O texto prevê que o Programa Nacional funcione de forma integrada com o Ministério da Justiça e Segurança Pública do Brasil, plataformas digitais e forças policiais. A ideia é desenvolver políticas de prevenção, campanhas de conscientização e ampliar o uso da tecnologia para reforçar a segurança no setor.
Atualmente, muitas empresas já oferecem recursos de proteção, como gravação de áudio e vídeo, compartilhamento de localização em tempo real e botões de emergência que podem acionar a polícia. Ainda assim, o projeto aponta que essas ferramentas, embora importantes, não resolvem todas as situações enfrentadas por motoristas de aplicativo.

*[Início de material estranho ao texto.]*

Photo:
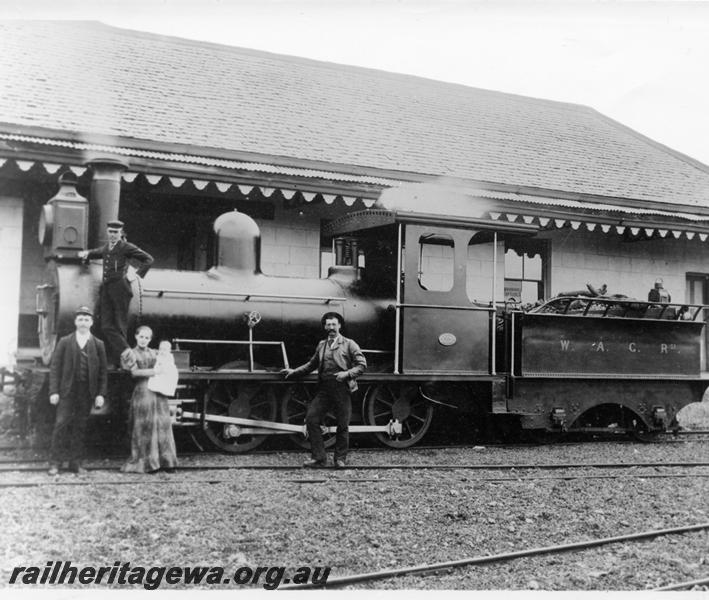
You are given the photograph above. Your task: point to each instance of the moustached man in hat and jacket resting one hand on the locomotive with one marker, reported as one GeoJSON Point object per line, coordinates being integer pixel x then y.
{"type": "Point", "coordinates": [339, 362]}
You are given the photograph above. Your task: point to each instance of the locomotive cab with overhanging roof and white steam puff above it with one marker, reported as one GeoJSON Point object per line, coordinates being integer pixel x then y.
{"type": "Point", "coordinates": [436, 267]}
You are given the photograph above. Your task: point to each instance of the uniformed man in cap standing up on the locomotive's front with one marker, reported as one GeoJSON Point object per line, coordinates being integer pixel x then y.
{"type": "Point", "coordinates": [115, 294]}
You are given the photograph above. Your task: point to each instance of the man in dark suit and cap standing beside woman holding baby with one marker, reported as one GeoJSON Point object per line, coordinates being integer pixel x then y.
{"type": "Point", "coordinates": [77, 379]}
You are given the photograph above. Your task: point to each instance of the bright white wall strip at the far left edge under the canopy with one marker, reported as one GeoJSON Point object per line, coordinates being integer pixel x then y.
{"type": "Point", "coordinates": [11, 210]}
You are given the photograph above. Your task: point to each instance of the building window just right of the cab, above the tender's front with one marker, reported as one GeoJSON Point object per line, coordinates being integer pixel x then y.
{"type": "Point", "coordinates": [526, 270]}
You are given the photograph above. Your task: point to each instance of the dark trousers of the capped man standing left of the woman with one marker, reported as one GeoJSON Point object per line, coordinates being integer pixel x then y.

Por isso, a proposta também prevê apoio após casos de violência. A intenção é garantir que esses profissionais tenham acesso a suporte psicológico, assistência jurídica e acompanhamento adequado, ampliando a proteção e ajudando a reforçar a segurança de quem depende da atividade para trabalhar todos os dias.
Entre as novidades estão:
atendimento psicológico gratuito às vítimas de violência, por meio de convênios com estados, municípios e entidades especializadas;
orientação jurídica para auxiliar no registro de boletins de ocorrência e no acompanhamento de investigações; e
a criação de um banco de dados nacional sobre ocorrências para subsidiar novas políticas de segurança pública.

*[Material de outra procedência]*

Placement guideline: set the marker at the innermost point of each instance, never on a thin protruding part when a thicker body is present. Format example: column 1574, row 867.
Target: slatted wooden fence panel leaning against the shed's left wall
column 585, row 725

Amom Mandel destaca que, além da violência física, muitos motoristas sofrem abalo psicológico após as ocorrências, o que justificaria a previsão de atendimento psicológico e de orientação jurídica às vítimas e às suas famílias.

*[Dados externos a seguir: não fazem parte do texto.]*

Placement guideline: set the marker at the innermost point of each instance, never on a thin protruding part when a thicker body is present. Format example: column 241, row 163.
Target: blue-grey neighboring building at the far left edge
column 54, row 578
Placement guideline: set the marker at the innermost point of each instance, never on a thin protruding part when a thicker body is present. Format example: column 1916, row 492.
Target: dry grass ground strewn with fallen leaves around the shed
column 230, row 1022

“O programa será uma resposta concreta e necessária à crescente insegurança, assegurando não apenas o amparo após os crimes, mas também a criação de instrumentos permanentes de prevenção e valorização desses trabalhadores”, ressalta o autor.
Recursos
As despesas para a execução do programa deverão vir de dotações orçamentárias próprias da União. O Poder Executivo ainda deverá regulamentar a lei para definir como será a cooperação entre estados, municípios e as plataformas digitais.
Próximos passos
O projeto será analisado, em caráter conclusivo, pelas comissões de Segurança Pública e Combate ao Crime Organizado; de Finanças e Tributação; e de Constituição e Justiça e de Cidadania.
Para virar lei, precisa ser aprovado pelos deputados e senadores e sancionado pelo presidente da República.